旅に出よう、滅びゆく世界の果てまで。

ネタバレがあります。ご注意ください。

また、若干酷評しています。ご了承ください。

旅に出よう、滅びゆく世界の果てまで。 (電撃文庫)

旅に出よう、滅びゆく世界の果てまで。 (電撃文庫)

少年と少女は旅に出た

購入する予定はさらさらなかったのだけれど、本屋で見つけ、なかなか好みの表紙と題名だったので、購入。内容的には、空色ヒッチハイカーのようなものか。違う点は多々あるのだけれど。特に、明確な目標が決まっていないところ。まあ、それを探しに、世界の果てを目指しているのだろう。けれど、だからこそ、読者自身が何らかの意味を見出せなければ、退屈なものでしかない。実際、私にはぼやけたイメージしか浮かんでこなかった。まあ、そんな泣き言を言っても仕方がない。置いておこう。少年と少女が、旅する話。彼と彼女の、日記帳。

私の名前はなくなってしまった

この世界の全ての人が、何か妙に達観している。まあ、喪失症とは、恐怖という思考すらも喪失するのだろう。と、勝手に納得。

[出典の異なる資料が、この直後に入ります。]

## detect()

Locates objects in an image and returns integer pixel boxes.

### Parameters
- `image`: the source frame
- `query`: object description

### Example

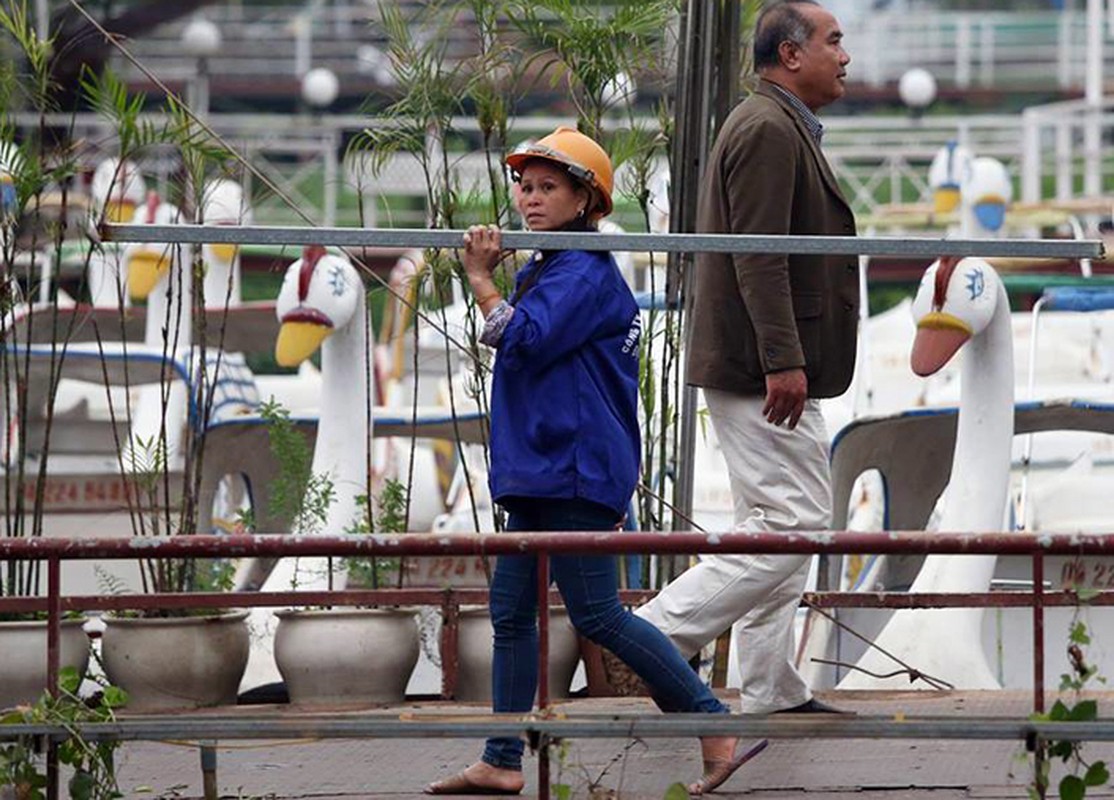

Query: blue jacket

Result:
[490,251,642,514]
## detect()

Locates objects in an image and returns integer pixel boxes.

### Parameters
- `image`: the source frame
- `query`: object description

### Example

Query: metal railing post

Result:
[538,550,549,800]
[1033,550,1044,714]
[538,550,549,711]
[441,588,460,700]
[47,556,62,800]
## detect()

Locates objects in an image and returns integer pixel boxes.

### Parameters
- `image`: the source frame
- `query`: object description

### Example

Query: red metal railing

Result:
[0,531,1114,794]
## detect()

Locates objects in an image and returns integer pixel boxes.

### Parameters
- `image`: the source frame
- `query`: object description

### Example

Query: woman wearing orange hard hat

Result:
[426,127,745,794]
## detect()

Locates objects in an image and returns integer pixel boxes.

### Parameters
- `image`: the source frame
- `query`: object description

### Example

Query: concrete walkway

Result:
[102,691,1114,800]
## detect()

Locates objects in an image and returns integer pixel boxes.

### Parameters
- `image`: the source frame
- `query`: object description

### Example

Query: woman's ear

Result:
[576,186,596,217]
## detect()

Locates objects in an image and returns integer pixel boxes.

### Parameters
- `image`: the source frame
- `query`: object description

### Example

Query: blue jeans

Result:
[483,498,727,770]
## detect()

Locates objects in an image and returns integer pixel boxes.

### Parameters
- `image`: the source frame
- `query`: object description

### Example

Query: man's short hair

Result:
[754,0,820,71]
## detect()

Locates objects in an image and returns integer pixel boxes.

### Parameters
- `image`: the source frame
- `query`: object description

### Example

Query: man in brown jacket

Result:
[638,0,859,713]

へたくそな癖字のそれには、確かに彼の気配が残っている

ボスの存在が消えたのに、この名前が残っているのはおかしくないだろうか。確か、存在が消えたら、その人が残した痕跡も消えるのではなかっただろうか。消えるまでには、タイムラグがあるのだろうか。それとも、これも抜け穴なのだろうか。想いが強ければ、それは残る、とでもいうのだろうか。それが、喪失症で消えた人の、その行く先の、手がかりになっているとでも、いうのだろうか。

この日記二号の所有者へ、一号の所有者二名より秘伝の極意を授与

最後の日記の抜け穴について。おそらく、ここが本書一番の見せ所だろう。ここをもう少し上手く描ければ、この作品への評価も、また違うものになったかもしれない。というか、ここまで読んでいれば、そんなことわかりきっている。なので、そんなにも直接的に描かなくてもよかったのではないだろうか。姫を読者に見立て、ぼやかしながら、そんなヒントを与える方が、よかったのではないだろうか。それが

まるで、雷に打たれたような衝撃だった

この文章を薄れさせている。人から教えられるのと、自分で答えに辿りつくのとでは、どちらの方が衝撃的だろうか。私ならば、確実に後者である。加えて、少年と少女は、自分たち自身で、答えを探しながら、旅をしているのではなかったのか。それならば、姫に対しても、そのように在るべきではないだろうか。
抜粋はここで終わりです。